A barely perceptible smile touched the very corner of Bates' lips. "It was what you felt compelled to do," she said knowingly. "And my makers designed me to pursue a career in the sciences. Perhaps, in that respect, we aren't so different."

"Do you really think…?" Bashir stared, sensing the beat of his heart grow stronger than was comfortable. "No. I realise what you must be thinking, but no. At the end of the day, we all have the potential to choose what to do with our lives. That's what makes us who we are. It makes us Human – and I didn't choose to study medicine because of some inbuilt genetic imperative."

The schematic layout of Exeter Five was still in front of his eyes, still barely changed by those five small specks of habitation. "I know – it wasn't a matter of going to medical school for the sake of something to do," he continued. "It was… I was a doctor. While that lasted, it was still a choice."

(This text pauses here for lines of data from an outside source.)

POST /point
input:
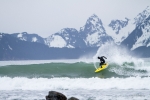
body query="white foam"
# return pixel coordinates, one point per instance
(118, 55)
(17, 83)
(29, 62)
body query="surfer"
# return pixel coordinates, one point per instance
(102, 61)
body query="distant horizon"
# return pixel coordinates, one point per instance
(48, 17)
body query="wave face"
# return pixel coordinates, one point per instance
(76, 70)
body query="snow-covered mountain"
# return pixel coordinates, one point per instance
(117, 25)
(132, 33)
(24, 36)
(92, 34)
(140, 36)
(67, 37)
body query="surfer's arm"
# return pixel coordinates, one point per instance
(104, 57)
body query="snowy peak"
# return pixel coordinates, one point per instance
(24, 36)
(67, 37)
(93, 32)
(93, 24)
(117, 25)
(144, 39)
(142, 16)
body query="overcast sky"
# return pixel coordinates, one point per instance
(46, 17)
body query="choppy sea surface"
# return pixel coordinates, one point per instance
(33, 79)
(126, 78)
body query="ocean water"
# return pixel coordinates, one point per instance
(32, 80)
(126, 78)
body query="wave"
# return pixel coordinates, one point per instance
(22, 83)
(76, 70)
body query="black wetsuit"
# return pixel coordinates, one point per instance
(102, 61)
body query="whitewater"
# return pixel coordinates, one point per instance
(127, 77)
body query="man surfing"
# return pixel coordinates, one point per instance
(102, 61)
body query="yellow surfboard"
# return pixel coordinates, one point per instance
(103, 67)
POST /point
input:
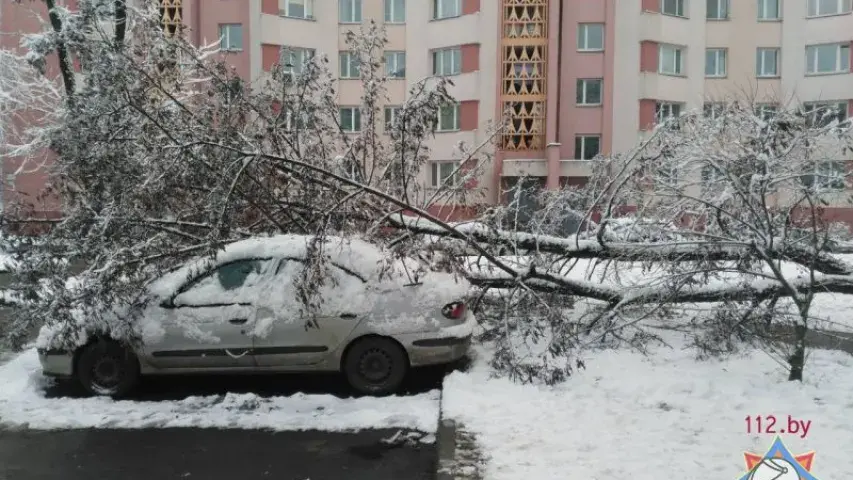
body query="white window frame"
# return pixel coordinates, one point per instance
(763, 8)
(356, 8)
(455, 122)
(582, 95)
(679, 10)
(583, 144)
(761, 61)
(438, 61)
(352, 64)
(355, 120)
(721, 58)
(722, 9)
(583, 37)
(391, 113)
(307, 10)
(678, 56)
(842, 58)
(303, 56)
(818, 8)
(664, 110)
(442, 9)
(393, 67)
(394, 9)
(440, 171)
(225, 37)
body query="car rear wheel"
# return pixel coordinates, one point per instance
(375, 366)
(107, 368)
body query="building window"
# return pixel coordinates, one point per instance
(350, 119)
(766, 111)
(589, 91)
(395, 11)
(827, 176)
(818, 8)
(713, 109)
(448, 118)
(298, 9)
(447, 61)
(443, 174)
(769, 10)
(717, 10)
(666, 110)
(391, 116)
(828, 58)
(767, 62)
(349, 11)
(822, 114)
(587, 147)
(715, 62)
(350, 65)
(673, 7)
(293, 59)
(395, 64)
(231, 37)
(591, 37)
(446, 9)
(671, 61)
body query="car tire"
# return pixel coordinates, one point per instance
(107, 368)
(375, 366)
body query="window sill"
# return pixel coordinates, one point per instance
(827, 15)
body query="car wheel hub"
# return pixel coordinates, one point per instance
(375, 365)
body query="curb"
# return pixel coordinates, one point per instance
(446, 444)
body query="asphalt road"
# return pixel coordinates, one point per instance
(200, 454)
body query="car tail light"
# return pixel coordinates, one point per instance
(455, 310)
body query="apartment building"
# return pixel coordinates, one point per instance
(571, 78)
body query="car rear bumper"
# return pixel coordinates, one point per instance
(443, 346)
(56, 363)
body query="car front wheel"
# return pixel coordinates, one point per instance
(107, 368)
(375, 366)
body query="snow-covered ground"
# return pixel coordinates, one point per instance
(662, 416)
(23, 404)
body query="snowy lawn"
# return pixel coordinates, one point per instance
(23, 404)
(663, 416)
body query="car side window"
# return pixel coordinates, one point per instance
(232, 282)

Nature or nurture, was that what she was asking him? One of the oldest questions of their species – and besides that, where could a man like himself and a woman like Hannah Bates fit into the equation? That had been his own eternal question. What was he, a constructed thing – barely certain that he could even think of himself as his parents' son? In one way, however indirectly, his DNA had indeed limited his available shoices, even as the changes made to him had seemed to bring his potential future into view.

The steady blue eyes of Hannah Bates were watching him in calm anticipation. "I was designed to be a scientist," she repeated. "You could say that my ancestors already knew the career that I would choose, decades before I knew it myself. They knew my temperament, my appearance, and every facet of my character, because they had planned it all. But for all that, they could not have known that I would choose to turn away from their perfect colony. For all that, I do still miss my home."

Bashir glanced sidelong at the fair haired scientist. "Perhaps not so different, then."